М. М. — Моим телесным свойствам соответствуют в общем и свойства моей души. Моим чувствам неведома настоящая живость, они отличаются лишь силой и стойкостью. Я вынослив и легко переношу всякого рода тяготы, но вынослив я только тогда, когда считаю это необходимым, и только до тех пор, пока меня побуждает к этому мое собственное желание. Иначе говоря, если меня не манит предвкушаемое мной удовольствие и если мной руководит нечто другое, а не моя собственная свободная воля, я ничего не стою, ибо я таков, что, кроме здоровья и жизни, нет ни одной вещи на свете, ради которой я стал бы грызть себе ногти и которую готов был бы купить ценою душевных мук и насилия над собой.

М. — Вашему характеру и образу жизни можно позавидовать. Это жизнь, достойная свободного человека и философа.

М. М. — До крайности ленивый, до крайности любящий свободу и по своему характеру и по убеждению, я охотнее отдам свою кровь, чем лишний раз ударю пальцем о палец. Душа моя жаждет свободы и принадлежит лишь себе и никому больше; она привыкла распоряжаться собой по собственному усмотрению.

М. — Неужели жизненные обстоятельства никогда не заставляли Вас подчинять свои желания и привычки какой-либо дисциплине, чужой власти?

М. М. — Не зная над собой до этого часа ни начальства, ни навязанного мне господина, я беспрепятственно шел по избранному мной пути, и притом тем шагом, который мне нравился. Это меня изнежило и сделало непригодным к службе другому.

М. — Но в любом обществе всегда находится этот другой, вышестоящий, который требует подчинения и преклонения.

М. М. — У меня не было никакой нужды насиловать мой характер — мою тяжеловесность, любовь к праздности и безделью, — ибо, оказавшись со дня рождения на такой ступени благополучия, что я счел возможным остановиться на ней, и на такой ступени здравомыслия, что это оказалось возможным, я ничего не искал и ничего не обрел.

М. — Разве человек не всегда чего-то ищет и желает обрести, особенно в юности и в молодые годы?

М. М. — Я нуждался лишь в одном — в способности довольствоваться своей судьбой, то есть в таком душевном состоянии, которое, говоря по правде, вещь одинаково редкая среди людей всякого состояния и положения, но на практике чаще встречающаяся среди бедняков, чем среди людей состоятельных.

М. — Почему Вы думаете, что бедняки чаще довольствуются своей судьбой? Ведь оснований для этого у них меньше.

М. М. — Причина этого, надо полагать, заключается в том, что жажда обогащения, подобно всем другим страстям, владеющим человеком, становится более жгучей, когда человек уже испробовал, что такое богатство, чем тогда, когда он вовсе не знал его; а, кроме того, добродетель умеренности встречается много реже, чем добродетель терпения.

М. — Значит, хотя бы одну добродетель, а именно умеренность, Вы в себе находите. Алчность, свойственная, к несчастью, столь многим во все времена, Вам совершенно не присуща и не заставляла пресмыкаться перед вышестоящими или пускаться в разные сомнительные предприятия.

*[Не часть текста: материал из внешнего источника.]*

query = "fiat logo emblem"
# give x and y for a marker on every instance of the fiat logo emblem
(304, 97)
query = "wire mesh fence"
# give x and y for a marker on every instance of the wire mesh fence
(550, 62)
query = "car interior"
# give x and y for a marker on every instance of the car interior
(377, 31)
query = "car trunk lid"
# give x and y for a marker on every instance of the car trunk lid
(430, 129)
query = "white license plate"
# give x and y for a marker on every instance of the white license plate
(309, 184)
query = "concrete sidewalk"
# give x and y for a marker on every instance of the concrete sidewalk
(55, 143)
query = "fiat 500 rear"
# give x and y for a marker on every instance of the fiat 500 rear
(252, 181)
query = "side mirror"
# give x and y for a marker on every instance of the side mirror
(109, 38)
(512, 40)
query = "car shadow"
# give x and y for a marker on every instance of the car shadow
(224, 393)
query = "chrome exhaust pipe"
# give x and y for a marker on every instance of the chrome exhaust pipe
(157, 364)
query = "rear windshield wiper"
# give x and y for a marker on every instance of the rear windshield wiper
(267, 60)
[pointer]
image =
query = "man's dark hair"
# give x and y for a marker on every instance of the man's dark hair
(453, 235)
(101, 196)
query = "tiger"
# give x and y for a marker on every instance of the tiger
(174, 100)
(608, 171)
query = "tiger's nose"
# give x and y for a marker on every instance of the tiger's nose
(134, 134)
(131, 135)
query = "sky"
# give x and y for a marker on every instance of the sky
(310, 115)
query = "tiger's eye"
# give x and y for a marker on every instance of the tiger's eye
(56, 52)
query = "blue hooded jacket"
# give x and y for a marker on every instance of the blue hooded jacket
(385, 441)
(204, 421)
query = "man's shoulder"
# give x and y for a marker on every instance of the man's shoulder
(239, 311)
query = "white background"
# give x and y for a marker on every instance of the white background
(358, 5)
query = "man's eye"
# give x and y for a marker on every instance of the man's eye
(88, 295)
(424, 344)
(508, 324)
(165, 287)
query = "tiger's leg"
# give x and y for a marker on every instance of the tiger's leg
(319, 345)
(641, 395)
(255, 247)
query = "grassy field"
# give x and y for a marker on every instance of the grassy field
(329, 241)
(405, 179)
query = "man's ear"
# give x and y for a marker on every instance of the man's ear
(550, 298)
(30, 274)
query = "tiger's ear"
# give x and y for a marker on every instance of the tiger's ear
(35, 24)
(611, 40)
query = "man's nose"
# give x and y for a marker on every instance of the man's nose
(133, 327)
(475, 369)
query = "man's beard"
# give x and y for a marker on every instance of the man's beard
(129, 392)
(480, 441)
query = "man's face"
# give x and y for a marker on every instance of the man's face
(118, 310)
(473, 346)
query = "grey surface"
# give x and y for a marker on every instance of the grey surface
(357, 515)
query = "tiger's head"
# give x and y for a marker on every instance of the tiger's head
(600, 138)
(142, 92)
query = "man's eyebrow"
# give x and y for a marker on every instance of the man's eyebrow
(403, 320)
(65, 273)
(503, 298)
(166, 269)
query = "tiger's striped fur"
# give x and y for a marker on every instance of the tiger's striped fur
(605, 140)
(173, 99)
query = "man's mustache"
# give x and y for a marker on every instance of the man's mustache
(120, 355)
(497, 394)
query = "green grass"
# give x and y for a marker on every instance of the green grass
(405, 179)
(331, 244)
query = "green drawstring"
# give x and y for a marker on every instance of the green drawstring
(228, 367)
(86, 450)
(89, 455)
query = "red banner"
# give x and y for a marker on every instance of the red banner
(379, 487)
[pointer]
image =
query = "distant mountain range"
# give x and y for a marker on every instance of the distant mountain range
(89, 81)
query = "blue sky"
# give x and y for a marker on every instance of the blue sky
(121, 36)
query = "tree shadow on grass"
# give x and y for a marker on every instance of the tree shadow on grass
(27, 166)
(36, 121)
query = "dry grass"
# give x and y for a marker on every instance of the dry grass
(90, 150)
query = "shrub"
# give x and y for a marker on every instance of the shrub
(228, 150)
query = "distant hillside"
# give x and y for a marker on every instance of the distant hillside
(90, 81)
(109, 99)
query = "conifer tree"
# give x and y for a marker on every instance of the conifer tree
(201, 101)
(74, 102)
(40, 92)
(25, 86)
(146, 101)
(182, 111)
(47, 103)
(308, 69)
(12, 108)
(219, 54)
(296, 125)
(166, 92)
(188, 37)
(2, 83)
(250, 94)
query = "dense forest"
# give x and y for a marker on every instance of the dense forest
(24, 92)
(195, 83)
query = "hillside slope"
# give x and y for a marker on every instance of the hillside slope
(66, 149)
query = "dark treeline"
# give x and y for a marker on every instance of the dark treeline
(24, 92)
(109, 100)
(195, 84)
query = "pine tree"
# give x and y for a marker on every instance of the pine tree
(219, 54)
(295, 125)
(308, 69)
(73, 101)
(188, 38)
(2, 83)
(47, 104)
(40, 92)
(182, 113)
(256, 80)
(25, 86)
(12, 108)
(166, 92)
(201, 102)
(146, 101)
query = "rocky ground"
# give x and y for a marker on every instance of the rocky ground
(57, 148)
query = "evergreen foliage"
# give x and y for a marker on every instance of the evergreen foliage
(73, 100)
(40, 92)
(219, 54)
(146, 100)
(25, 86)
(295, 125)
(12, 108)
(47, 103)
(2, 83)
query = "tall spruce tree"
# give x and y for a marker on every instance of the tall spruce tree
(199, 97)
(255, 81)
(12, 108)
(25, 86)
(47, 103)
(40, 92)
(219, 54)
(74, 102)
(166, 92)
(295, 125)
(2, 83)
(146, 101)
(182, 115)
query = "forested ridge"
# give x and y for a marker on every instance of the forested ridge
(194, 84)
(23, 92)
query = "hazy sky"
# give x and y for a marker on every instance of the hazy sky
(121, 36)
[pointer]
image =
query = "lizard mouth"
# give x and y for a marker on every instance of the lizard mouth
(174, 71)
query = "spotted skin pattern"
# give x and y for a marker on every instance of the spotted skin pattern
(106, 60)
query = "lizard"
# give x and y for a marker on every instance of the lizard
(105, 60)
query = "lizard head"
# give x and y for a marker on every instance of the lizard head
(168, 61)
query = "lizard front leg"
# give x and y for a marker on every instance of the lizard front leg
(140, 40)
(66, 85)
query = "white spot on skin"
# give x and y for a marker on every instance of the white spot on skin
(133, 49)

М. М. — Я не нуждаюсь ни в чем, кроме того, чтобы мирно наслаждаться благами, дарованными мне господом богом от неисповедимых щедрот его. Мне никогда не случалось нести какого-нибудь тягостного труда.

М. — Однако, кроме управления собственным хозяйством и людьми, Вы два срока исполняли обязанности мэра города Бордо, а это требовало немалых усилий и хлопот.

М. М. — Мне почти всегда приходилось заниматься лишь собственными делами; а если порою и доводилось брать на себя чужие дела, то соглашался я на это только с тем условием, что буду вести их в удобное для меня время и по-своему. Так оно и бывало в действительности, поскольку дела эти поручали мне люди, исполненные ко мне доверия, знавшие, что я представляю собой, и не толкавшие меня в спину.

М. — Мне кажется, чтобы управлять людьми и успешно вести свои дела, не говоря уже о чужих, надо обладать твердой волей и сильным характером, которые воспитывается с детства.

М. М. — Мое детство протекало в условиях весьма благоприятных и нестеснительных; мне было совершенно неведомо строгое подчинение чужой воле. Все это, вместе взятое, воспитало во мне мягкость характера и сделало меня неустойчивым пред лицом неприятностей, и я неизменно бываю рад, когда от меня скрывают мои убытки и неполадки в хозяйстве, способные задеть меня за живое. В графу моих расходов я вношу также и то, что, по моей нерадивости, было истрачено лишнего на прокорм и содержание моих слуг.

Я предпочитаю не вести счет тому, что имею, лишь бы не быть в точности осведомленным о понесенных мною убытках; и прошу тех, кто живет вместе со мной, чтобы в тех случаях, когда они не испытывают ко мне чувства признательности и обманывают меня, они делали это, хороня концы в воду.

М. — Так можно и разориться. Разве не первая заповедь успешного хозяйства — учет и контроль?

М. М. — Не располагая достаточной твердостью, чтобы выносить докучливую возню с различными, обступающими нас со всех сторон заботами, не умея постоянно напрягать свою волю, чтобы устраивать и улаживать мои дела так, как мне бы хотелось, я, полагаясь во всем на судьбу, следую, насколько это для меня достижимо, такому правилу: «Ожидать всего самого худшего и, в случае если это худшее грянет, мужественно переносить его с кротостью и терпением».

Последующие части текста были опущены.